"There are two things we need to say as artists. We need to say, from the heart, thank you [...] and also, I'm sorry. I'm sorry when I get it wrong."
Pulitzer Prize-winning playwright Paula Vogel first came to national prominence with her AIDS-related serio-comedy The Baltimore Waltz, which won the Obie Award for Best Play in 1992. She won the Pulitzer Prize in 1998 for her play, How I Learned to Drive, which examines the impact and echoes of child sexual abuse and incest and has been produced all over the world.

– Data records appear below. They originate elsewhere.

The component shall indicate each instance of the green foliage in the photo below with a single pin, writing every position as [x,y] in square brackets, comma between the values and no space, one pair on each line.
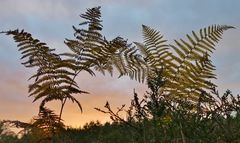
[181,106]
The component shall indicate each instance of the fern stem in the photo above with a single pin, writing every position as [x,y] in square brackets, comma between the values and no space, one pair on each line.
[65,99]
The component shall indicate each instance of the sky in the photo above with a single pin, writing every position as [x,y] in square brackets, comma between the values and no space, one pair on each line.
[51,21]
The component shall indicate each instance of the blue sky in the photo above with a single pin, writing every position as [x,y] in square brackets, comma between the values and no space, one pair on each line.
[51,21]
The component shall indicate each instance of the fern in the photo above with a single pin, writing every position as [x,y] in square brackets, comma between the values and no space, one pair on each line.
[92,50]
[188,70]
[54,77]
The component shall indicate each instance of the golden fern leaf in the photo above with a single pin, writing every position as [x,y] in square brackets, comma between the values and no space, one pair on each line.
[53,73]
[92,50]
[193,65]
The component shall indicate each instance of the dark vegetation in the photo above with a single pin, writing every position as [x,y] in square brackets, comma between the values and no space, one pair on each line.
[181,105]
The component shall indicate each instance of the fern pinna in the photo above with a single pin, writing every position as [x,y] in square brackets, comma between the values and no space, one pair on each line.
[91,48]
[185,65]
[54,77]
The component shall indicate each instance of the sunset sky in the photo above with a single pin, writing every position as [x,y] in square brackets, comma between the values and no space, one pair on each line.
[51,21]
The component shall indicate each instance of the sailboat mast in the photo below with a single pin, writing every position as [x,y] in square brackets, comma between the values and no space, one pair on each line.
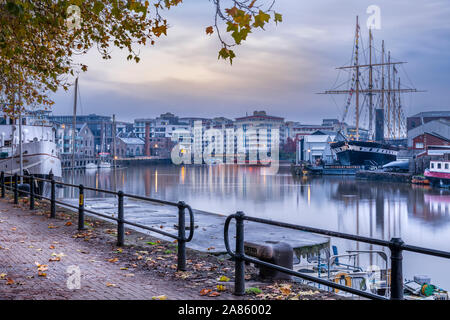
[370,83]
[394,102]
[382,75]
[74,124]
[357,79]
[399,111]
[389,95]
[20,140]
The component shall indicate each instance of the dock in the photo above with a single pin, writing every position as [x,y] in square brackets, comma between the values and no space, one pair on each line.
[379,175]
[208,226]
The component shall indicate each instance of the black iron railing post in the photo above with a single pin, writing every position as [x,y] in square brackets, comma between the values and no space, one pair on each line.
[52,196]
[81,208]
[396,269]
[16,192]
[2,182]
[239,274]
[120,220]
[31,192]
[181,237]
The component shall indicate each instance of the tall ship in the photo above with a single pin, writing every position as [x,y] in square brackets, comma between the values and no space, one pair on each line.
[373,88]
[27,145]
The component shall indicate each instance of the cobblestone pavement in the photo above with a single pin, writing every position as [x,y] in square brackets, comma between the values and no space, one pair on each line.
[29,239]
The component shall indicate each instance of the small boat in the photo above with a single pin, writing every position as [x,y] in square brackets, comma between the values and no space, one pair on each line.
[420,180]
[104,165]
[439,174]
[421,289]
[343,269]
[91,166]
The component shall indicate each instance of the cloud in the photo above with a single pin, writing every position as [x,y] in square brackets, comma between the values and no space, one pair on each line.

During her two decades leading the graduate playwriting program and new play festival at Brown University, Vogel helped developed a nationally recognized center for educational theater, culminating in the creation of the Brown/Trinity Repertory Company Consortium in 2002. She formerly served as chair of the playwriting department at the Yale School of Drama, and is now currently the Eugene O'Neill Professor (adjunct) of Playwriting at the Yale School of Drama and the Playwright-in-Residence at Yale Repertory Theatre.
Vogel visited the Center in early 2013, to speak with a group of constituents who had recently seen the New York Theatre Workshop production of her play A Civil War Christmas. Vogel's current playwriting project is a Center-funded commission for Philadelphia's Wilma Theater, based on Don Juan Returns from the War. She has conducted interviews with local veterans of the wars in Iraq and Afghanistan to inform her eventual script. In 2011, the Center supported one of Vogel's playwriting "boot camps," hosted by Philadelphia Young Playwrights. The event was designed to spark the creativity of participants and to generate spontaneity and ingenuity in playwriting.